Holt restarted his consulting business, opened a retail computer store, and ran it for about ten years. After he tired of selling IBM PC clones, he started a Web design business and closed his retail location. He’d discovered early on that you don’t need a brick-and-mortar store if your business is in cyberspace. Holt retired (for the first time) in 2000, went to Oklahoma, and spent four years researching his Cherokee ancestors.

A chance phone call from a friend living in Mississippi drew Holt to that state. Along the way, he did a bit of consulting from his RV. Holt’s friend in Mississippi ran a Christian Ministry and supported twelve additional rural ministries. The friend told Holt, “All of them are having computer problems. Would you stay a few weeks and go to each one and fix their problems?” Holt took on the task and never left Mississippi. He still lives there.

Teaching STEM (science, technology, engineering, and math) subjects to disadvantaged kids has kept Holt in Mississippi. “It’s hard to get away from it when you know you can help them,” said Holt. He taught a Saturday programming class for robotics and his student team went to a world robotics competition. Holt realized he’d latched onto an idea that was much bigger than himself and he seems to have relished the challenge. During his oral history, Holt said, “…it was 2014, and I’ve been doing that since. So, we do after-school programs, camps, and a lot of teacher training competitions. We’ve trained about 500 STEM teachers so far, and work directly with them, and with about 3000 students.”

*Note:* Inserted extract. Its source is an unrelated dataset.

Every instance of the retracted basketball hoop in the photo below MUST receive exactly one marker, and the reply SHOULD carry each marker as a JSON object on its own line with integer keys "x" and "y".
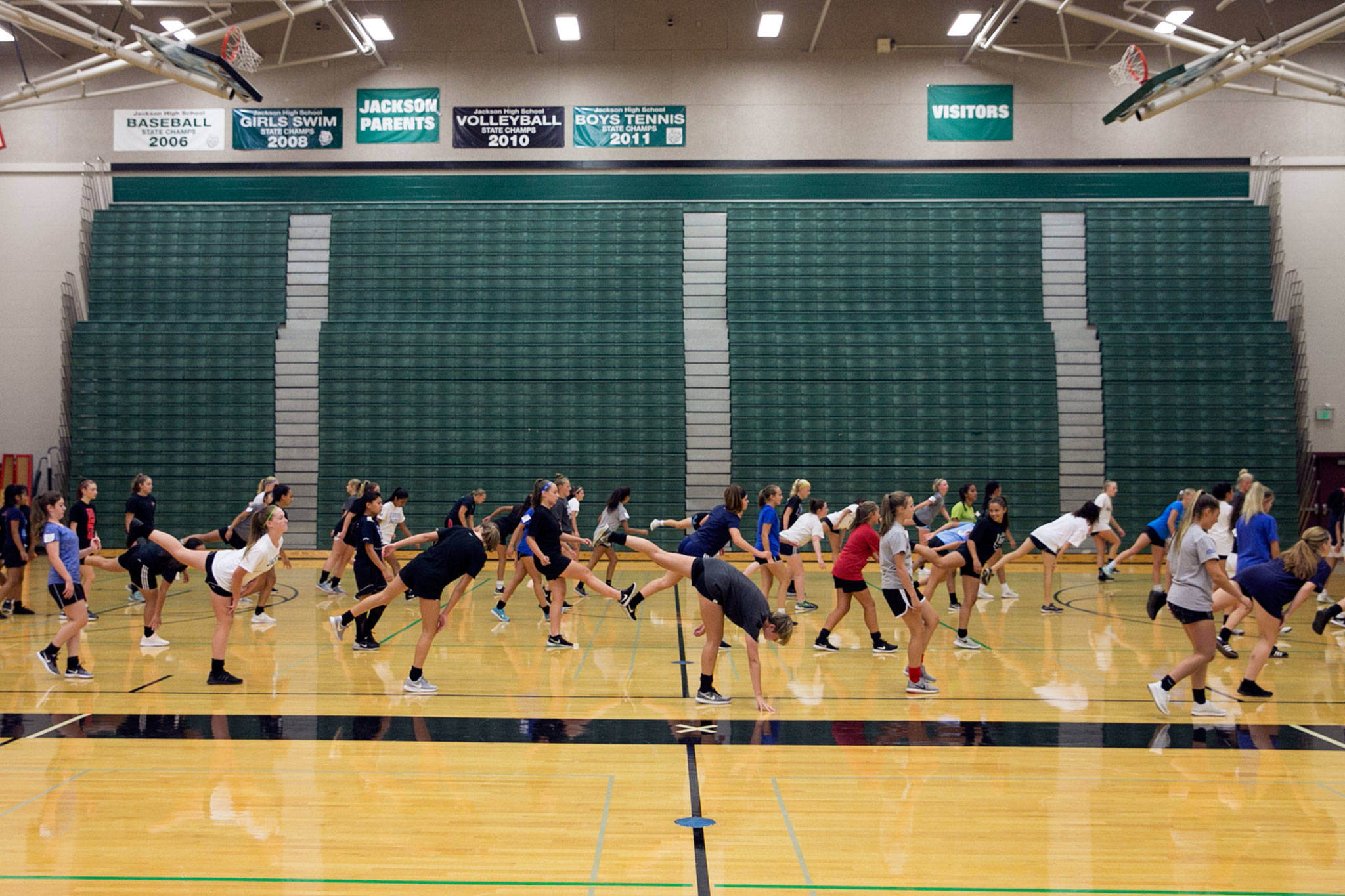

Today, Holt’s vision has grown even larger. He envisions a Mississippi Institute of Technology, although he admits that those initials are already taken. He wants to build an actual campus on 300 acres, designed to teach all aspects of STEM from 4th to 12th grade. Here’s a visualization of the campus:

 

Mississippi Institute of Technology campus, as envisioned by Ray Holt. Image credit: Ray Holt

The idea is to develop a home-grown, 21st-century workforce for Mississippi, with employable skills driven by industry requirements, and with an emphasis on hands-on learning. Holt has seen how kids’ faces light up when they’re learning while doing and he seems thoroughly hooked. Today, Holt is president of STEM Advancement, Inc, a 501c3 organization dedicated to the advancement of STEM education. If you’re interested in Holt’s vision, please check out that Website.

This article only lightly touches on many aspects of the two-hour oral history recorded for CHM. It’s not possible to compress two hours of energetic conversation with Ray Holt into one EEJournal article without suffering severe compression artifacts. If you’re not familiar with this part of microprocessor history, dig into Holt’s oral history in the video or transcript version. You’re in for quite a ride.